J Clin Neurosci. 2007 Jul;14(7):684-8. doi: 10.1016/j.jocn.2006.02.015. Epub 2007 Apr 25.
Osmotic demyelination syndromes are often progressive disorders, with clinical features ranging from a mild tremor or dysarthria to a progressive quadraparesis. Although rapid correction of serum sodium is known to be a potent causative factor, additional pathogenic factors exist, which appear critical in predisposing pontine and extrapontine glia to osmotic stress. Interestingly, several cases of osmotic demyelination have emerged where serum sodium was found to be within normal limits and minimal or no correction of a hypo or hypernatraemic state was implemented. We describe two cases--one of extra pontine and another of central-pontine myelinolysis, both of which have occurred in the context of relatively normal serum sodium. The first case illustrates the association of extrapontine myelinolysis with the traditional risk factor of alcoholic cirrhosis and intravenous fluid resuscitation, while the second, more unusual case, describes a patient who developed central pontine myelinolysis possibly in association with alpha interferon therapy.
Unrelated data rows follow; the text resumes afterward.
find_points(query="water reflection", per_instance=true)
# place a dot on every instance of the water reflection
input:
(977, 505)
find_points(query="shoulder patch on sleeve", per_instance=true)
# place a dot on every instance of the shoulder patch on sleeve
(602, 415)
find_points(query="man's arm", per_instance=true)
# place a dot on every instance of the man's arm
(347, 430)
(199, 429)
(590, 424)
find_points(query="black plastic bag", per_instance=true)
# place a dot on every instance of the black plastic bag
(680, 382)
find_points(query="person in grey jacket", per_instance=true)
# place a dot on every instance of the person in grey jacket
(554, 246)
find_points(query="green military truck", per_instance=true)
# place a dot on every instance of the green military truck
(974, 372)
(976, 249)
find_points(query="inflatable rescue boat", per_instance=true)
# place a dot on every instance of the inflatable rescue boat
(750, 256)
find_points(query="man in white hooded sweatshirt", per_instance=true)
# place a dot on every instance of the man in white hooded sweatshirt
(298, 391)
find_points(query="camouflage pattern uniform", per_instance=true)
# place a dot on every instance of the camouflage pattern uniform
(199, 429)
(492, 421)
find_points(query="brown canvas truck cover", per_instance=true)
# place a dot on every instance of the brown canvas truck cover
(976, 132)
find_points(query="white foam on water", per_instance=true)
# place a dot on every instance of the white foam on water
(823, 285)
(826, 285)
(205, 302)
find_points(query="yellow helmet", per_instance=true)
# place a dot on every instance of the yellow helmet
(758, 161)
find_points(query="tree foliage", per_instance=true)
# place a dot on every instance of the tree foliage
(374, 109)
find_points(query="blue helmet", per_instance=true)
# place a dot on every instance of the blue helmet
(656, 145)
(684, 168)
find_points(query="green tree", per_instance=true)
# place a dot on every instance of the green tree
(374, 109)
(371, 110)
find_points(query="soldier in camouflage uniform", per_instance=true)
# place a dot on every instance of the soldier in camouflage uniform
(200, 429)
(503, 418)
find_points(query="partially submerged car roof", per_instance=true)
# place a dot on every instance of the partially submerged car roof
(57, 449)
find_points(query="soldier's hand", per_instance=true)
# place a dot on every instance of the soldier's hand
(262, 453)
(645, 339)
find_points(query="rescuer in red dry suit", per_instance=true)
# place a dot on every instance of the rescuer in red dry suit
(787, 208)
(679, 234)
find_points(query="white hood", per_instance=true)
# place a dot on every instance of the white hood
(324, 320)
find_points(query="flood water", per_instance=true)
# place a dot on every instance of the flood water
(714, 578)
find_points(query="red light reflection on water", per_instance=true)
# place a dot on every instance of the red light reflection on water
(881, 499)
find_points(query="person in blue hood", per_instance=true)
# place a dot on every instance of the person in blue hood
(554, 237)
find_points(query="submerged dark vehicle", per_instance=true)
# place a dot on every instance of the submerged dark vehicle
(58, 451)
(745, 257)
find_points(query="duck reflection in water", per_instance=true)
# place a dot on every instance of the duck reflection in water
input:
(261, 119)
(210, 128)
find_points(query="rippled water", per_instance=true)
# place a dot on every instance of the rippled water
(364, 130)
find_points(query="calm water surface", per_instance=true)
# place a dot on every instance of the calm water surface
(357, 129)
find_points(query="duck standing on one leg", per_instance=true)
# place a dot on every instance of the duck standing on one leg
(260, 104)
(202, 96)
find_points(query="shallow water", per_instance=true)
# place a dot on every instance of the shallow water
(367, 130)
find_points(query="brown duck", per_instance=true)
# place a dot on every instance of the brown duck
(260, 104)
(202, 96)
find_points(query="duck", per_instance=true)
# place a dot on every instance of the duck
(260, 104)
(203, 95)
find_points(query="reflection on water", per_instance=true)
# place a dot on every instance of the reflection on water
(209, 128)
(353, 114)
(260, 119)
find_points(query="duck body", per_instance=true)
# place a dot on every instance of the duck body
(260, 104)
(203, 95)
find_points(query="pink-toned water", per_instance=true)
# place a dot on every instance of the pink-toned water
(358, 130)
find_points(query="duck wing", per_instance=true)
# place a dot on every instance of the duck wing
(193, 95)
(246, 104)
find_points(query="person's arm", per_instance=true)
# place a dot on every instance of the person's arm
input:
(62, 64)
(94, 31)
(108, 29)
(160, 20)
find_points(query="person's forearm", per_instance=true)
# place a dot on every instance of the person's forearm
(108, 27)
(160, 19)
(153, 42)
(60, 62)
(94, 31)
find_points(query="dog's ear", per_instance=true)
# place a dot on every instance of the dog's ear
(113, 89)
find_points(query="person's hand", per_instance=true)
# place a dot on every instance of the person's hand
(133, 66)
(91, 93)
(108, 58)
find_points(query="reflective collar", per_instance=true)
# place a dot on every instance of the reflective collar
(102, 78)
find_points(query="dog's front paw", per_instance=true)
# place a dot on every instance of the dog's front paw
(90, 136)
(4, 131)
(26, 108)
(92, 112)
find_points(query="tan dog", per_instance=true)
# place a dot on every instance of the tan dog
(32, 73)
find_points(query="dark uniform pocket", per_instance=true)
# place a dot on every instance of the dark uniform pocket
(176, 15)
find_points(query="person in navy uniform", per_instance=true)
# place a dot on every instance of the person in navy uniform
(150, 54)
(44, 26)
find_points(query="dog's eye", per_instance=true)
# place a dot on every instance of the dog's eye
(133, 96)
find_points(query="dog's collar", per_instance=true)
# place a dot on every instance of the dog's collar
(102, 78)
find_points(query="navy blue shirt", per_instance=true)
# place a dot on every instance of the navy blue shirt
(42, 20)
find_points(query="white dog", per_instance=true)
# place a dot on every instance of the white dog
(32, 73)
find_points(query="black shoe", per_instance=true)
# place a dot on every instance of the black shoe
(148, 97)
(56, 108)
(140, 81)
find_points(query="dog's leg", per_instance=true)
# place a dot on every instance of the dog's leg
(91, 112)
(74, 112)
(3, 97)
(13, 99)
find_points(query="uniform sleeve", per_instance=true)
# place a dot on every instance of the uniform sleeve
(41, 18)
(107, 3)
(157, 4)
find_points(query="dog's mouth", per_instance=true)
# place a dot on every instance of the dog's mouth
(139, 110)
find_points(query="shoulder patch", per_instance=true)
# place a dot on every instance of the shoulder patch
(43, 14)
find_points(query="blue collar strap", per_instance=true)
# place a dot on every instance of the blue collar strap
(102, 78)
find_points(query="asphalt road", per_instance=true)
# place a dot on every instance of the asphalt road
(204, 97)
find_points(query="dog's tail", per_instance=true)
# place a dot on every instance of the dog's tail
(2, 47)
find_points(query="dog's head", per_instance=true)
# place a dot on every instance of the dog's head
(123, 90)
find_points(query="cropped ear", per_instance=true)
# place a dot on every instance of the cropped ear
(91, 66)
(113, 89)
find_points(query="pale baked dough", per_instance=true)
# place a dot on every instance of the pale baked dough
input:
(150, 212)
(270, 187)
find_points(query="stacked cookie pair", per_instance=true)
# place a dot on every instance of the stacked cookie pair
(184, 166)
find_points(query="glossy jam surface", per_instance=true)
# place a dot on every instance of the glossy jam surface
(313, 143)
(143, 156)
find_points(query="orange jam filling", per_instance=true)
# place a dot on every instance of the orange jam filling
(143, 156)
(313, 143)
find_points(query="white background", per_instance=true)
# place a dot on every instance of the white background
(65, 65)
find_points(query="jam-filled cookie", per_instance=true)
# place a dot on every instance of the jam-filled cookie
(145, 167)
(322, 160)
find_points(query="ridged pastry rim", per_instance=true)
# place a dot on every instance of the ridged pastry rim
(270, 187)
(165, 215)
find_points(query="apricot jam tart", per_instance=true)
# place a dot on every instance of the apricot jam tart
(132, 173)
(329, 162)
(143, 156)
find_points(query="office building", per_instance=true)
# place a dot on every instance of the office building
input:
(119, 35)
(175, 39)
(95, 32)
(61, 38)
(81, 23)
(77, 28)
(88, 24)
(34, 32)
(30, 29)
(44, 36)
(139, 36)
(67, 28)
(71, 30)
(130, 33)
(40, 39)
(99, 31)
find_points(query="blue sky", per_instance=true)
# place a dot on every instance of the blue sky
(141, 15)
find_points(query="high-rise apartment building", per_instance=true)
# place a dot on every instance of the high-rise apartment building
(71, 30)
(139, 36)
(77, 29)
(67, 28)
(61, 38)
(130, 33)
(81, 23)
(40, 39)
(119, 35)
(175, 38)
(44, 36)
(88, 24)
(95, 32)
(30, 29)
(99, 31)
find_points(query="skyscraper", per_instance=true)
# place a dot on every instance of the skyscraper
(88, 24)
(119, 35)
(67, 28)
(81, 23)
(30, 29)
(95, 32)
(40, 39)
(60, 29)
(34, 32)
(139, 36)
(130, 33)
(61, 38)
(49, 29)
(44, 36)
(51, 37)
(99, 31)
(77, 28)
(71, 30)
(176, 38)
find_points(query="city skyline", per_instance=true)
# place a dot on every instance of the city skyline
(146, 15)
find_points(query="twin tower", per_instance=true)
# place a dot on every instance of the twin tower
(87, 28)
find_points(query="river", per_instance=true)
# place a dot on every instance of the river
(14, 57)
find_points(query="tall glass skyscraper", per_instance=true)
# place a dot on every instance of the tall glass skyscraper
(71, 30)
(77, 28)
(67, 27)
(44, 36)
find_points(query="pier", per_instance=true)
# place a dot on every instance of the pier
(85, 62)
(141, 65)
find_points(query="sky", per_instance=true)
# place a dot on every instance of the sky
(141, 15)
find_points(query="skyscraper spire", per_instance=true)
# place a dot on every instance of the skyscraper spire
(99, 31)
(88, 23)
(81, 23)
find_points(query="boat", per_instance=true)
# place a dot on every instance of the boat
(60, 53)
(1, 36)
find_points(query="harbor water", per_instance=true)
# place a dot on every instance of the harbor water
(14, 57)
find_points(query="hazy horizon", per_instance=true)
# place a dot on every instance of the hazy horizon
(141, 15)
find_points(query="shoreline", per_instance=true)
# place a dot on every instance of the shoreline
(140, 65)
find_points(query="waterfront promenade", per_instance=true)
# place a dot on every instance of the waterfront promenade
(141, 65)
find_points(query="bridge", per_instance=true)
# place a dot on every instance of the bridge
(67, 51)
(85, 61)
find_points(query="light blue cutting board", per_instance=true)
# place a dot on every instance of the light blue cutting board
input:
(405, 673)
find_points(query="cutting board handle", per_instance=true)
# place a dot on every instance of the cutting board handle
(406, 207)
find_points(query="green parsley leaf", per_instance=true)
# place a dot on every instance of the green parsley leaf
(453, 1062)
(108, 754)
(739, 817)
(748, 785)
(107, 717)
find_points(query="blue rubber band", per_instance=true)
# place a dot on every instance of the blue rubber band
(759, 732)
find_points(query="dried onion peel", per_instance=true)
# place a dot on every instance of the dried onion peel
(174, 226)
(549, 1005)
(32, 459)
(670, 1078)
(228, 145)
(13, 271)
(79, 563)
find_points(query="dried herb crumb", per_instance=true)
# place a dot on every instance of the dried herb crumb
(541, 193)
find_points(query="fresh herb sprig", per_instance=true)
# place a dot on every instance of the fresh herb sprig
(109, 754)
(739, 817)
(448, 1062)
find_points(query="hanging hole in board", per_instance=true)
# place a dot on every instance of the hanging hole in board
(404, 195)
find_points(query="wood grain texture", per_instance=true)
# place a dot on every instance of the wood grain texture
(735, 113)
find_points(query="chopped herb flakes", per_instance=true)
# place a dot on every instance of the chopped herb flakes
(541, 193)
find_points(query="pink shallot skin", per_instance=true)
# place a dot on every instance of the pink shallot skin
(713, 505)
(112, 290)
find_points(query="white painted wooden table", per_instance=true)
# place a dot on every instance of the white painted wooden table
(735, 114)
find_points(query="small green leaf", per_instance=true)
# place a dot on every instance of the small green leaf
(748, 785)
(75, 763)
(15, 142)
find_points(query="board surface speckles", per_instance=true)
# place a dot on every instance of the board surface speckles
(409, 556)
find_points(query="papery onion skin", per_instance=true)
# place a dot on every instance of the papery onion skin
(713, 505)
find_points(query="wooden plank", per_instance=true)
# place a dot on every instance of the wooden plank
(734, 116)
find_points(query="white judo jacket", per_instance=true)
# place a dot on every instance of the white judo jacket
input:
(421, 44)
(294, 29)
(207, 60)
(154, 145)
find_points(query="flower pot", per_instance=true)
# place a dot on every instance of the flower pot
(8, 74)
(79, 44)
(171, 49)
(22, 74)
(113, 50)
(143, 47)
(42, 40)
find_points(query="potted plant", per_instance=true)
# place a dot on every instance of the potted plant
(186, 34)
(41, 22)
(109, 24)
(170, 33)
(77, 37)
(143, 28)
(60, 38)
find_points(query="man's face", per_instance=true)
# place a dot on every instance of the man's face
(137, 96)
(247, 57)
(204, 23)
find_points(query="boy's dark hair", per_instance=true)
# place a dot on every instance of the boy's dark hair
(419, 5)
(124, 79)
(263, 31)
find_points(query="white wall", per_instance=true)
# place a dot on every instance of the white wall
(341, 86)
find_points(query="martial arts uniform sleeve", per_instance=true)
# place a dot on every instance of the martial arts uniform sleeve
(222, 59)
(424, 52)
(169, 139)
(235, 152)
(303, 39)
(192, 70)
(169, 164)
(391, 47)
渗透性脱髓鞘综合征通常是进行性疾病,临床特征从轻度震颤或构音障碍到进行性四肢瘫不等。尽管已知血清钠的快速纠正为一个重要致病因素,但还存在其他致病因素,这些因素似乎在使脑桥和脑桥外神经胶质细胞易受渗透压应激方面起关键作用。有趣的是,出现了几例渗透性脱髓鞘病例,其中发现血清钠在正常范围内,且对低钠血症或高钠血症状态进行了最小程度的纠正或未进行纠正。我们描述了两例病例——一例为脑桥外髓鞘溶解,另一例为中枢性脑桥髓鞘溶解,两例均发生在血清钠相对正常的情况下。第一例病例说明了脑桥外髓鞘溶解与酒精性肝硬化和静脉补液复苏这一传统危险因素之间的关联,而第二例更不寻常的病例描述了一名可能与α干扰素治疗相关而发生中枢性脑桥髓鞘溶解的患者。